Rolling out the "push train"
This is another part of my continuing story about doing safe releases of infra "middleware" (above the OS, below the actual user-facing services) on a very large fleet of machines. It started with a tale of people going way too quickly and breaking things. It continued with the early days of using a single-percent-at-once manual process. That manual process worked, but it needed to be automated. This is how we did it.
As mentioned before, I had taken a single package through 100 phases over the course of two weeks. It amounted to running this command 100 times in a loop and sleeping before going again:
software_roll --package=team1-thing1 --phase=n
This worked well enough, and I wanted to push more things at the same time with it. I had my own "run everywhere" things which had to go out to the fleet, and having a single offset for everything that was changing was helpful. This way, if anyone saw an anomaly in anything that was being pushed, we could tell right away if it was on a box that had just received the push or not.
Somewhere around here, the notion of it being a train pulling into a station with a bunch of stuff on board came around, and we started calling this the "push train". My script grew, and soon it looked like this:
software_roll --package=team1-thing1 --phase=n software_roll --package=team2-thing2 --phase=n software_roll --package=team2-thing2b --phase=n software_roll --package=team3-thing3 --phase=n software_roll --package=team4-thing4 --phase=n software_roll --package=team5-thing5 --phase=n
I should mention that every one of these commands actually did a commit to a source code repository behind the scenes. It amounted to "check it out, flip the number forward, and check it back in". It wasn't particularly quick in the first case, and now I had multiplied it by six.
Considering all of these packages were intended to move in lock-step, we needed to come up with a better approach. The "separate pointers for separate packages" thing just didn't track with the reality of what we wanted out of a release process. The solution we came up was dubbed the "catalog".
In the above world, every package had a separate file under source control. Recall from last time that every package had a file which looked like this:
phase: 50 old: 2.0 new: 3.0
The catalog scheme bundled all of that up into a single file, like this:
global_phase: 50 package < name: team1-thing1 old: 2.0 new: 3.0 > package < name: team2-thing2 old: 20200401-123456 new: 20200415-120133 > [...]

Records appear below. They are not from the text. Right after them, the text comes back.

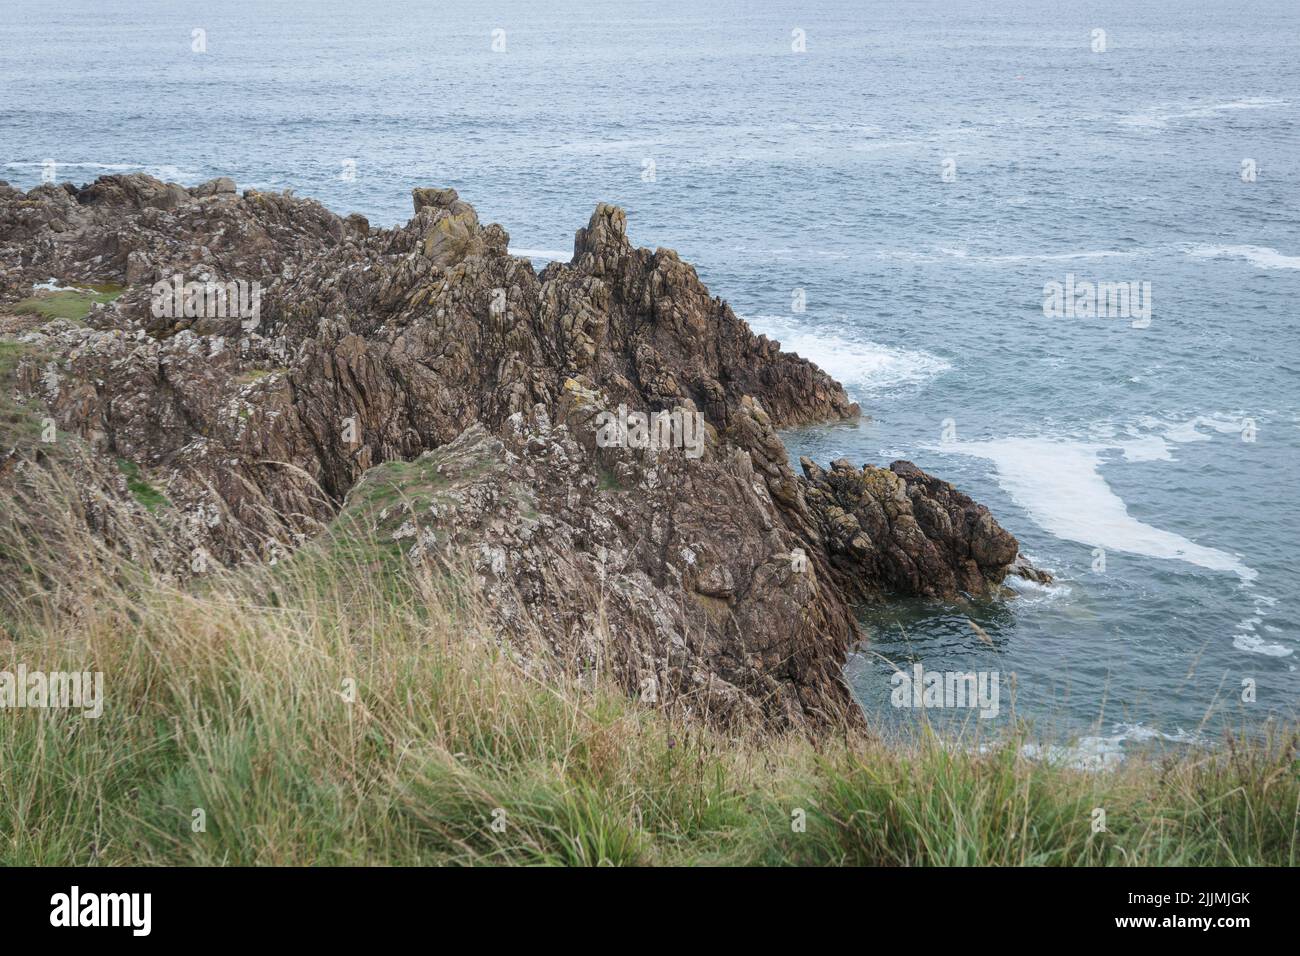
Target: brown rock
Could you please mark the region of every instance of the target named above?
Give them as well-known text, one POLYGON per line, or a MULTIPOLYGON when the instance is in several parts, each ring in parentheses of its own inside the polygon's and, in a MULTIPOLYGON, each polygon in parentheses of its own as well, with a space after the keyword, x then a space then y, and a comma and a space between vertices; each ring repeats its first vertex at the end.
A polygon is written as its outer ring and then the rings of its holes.
POLYGON ((538 274, 454 190, 413 204, 373 229, 229 180, 0 188, 0 307, 51 275, 129 286, 84 326, 24 327, 3 383, 80 439, 92 526, 111 540, 129 520, 105 498, 153 508, 171 533, 148 559, 185 576, 196 548, 234 564, 338 533, 342 508, 412 561, 468 556, 538 661, 599 655, 660 706, 773 727, 861 719, 853 603, 990 591, 1021 567, 986 509, 906 462, 796 474, 777 429, 857 405, 676 253, 632 246, 621 209, 538 274), (177 274, 257 283, 256 321, 155 316, 150 285, 177 274), (602 447, 620 405, 702 413, 700 456, 602 447), (140 482, 165 504, 133 501, 140 482))

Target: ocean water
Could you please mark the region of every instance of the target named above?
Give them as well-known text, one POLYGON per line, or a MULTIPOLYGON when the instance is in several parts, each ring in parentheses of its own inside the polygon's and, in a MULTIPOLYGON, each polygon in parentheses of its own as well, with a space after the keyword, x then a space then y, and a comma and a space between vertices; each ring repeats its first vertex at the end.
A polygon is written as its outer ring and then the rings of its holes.
POLYGON ((230 175, 389 225, 454 186, 539 265, 626 207, 862 403, 793 456, 911 459, 1057 577, 864 615, 863 706, 1103 763, 1296 715, 1298 111, 1294 0, 0 0, 24 188, 230 175), (1149 323, 1045 315, 1071 275, 1150 283, 1149 323), (996 672, 998 716, 891 706, 916 663, 996 672))

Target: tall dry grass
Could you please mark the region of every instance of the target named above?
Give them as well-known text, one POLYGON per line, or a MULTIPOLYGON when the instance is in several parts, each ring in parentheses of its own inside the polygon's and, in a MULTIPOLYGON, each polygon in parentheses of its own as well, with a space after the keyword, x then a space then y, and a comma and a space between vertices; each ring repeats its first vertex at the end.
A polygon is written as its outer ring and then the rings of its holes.
POLYGON ((106 704, 0 711, 0 864, 1297 862, 1293 731, 1107 773, 1016 737, 726 736, 537 667, 359 529, 182 583, 130 557, 158 529, 110 548, 74 483, 23 487, 0 670, 102 671, 106 704))

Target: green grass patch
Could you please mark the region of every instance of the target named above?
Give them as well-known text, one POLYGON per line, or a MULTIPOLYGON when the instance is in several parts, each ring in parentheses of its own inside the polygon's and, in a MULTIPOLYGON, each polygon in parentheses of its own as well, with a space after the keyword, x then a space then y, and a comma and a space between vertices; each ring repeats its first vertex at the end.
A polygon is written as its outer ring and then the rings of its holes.
POLYGON ((619 484, 618 476, 613 471, 600 466, 600 474, 596 479, 596 489, 598 491, 622 491, 623 486, 619 484))
POLYGON ((117 468, 126 476, 127 490, 146 509, 157 511, 159 508, 171 507, 171 502, 167 500, 167 496, 144 480, 140 473, 140 466, 135 462, 119 458, 117 459, 117 468))
POLYGON ((123 292, 118 285, 90 285, 57 292, 39 292, 14 303, 10 308, 19 315, 40 315, 47 319, 81 322, 96 304, 107 304, 123 292))
POLYGON ((285 368, 250 368, 236 375, 235 381, 240 385, 252 385, 254 382, 260 382, 272 375, 283 375, 287 371, 288 369, 285 368))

We still had the notion of an "old" and a "new" version, and the "phase" decided which version any given machine would follow. But now, it all came from a single file, and so we could do a single commit and save a whole lot of grief.
My script became a lot simpler once this was written. It went back to being a single command, albeit somewhat different:
catalog_roll --catalog=push_train --global_phase=n
Pretty cool, right? We could now single-step our entire "train" the same way we single-stepped individual packages, and they'd all obey.
This had proved pretty useful, and it was time for this to graduate to not being a script that one of us would run. We wrote a small program that would sit there and listen to requests to the network using the company's usual internal RPC secret-sauce stuff. If a person who was authorized sent the right sort of command, then it would go and do the phase-twiddling for you. It actually had enough guts to check out the file, flip the number around, and re-commit it for you.
All you had to do was poke it with a very small RPC client. My script changed again.
trainstation_client set_global_phase n
So what, you think. You went from one command to one command, only you added a service. While this is true, it's more important for what came next. We knew this was just one small step along the way to a better life, and were not ashamed to take it incrementally in order to solve the actual problems we'd hit instead of the ones we somehow guessed we would encounter.
The next step was to write another small tool which would do all of the math for you. You'd say "tool, take us to 25% today", and it would try to do that. It would look at the day of the week and time of day, and would try to come up with a plan that fit within the business rules. And yes, there were plenty of rules intended to keep people from making a mistake and screwing up the fleet.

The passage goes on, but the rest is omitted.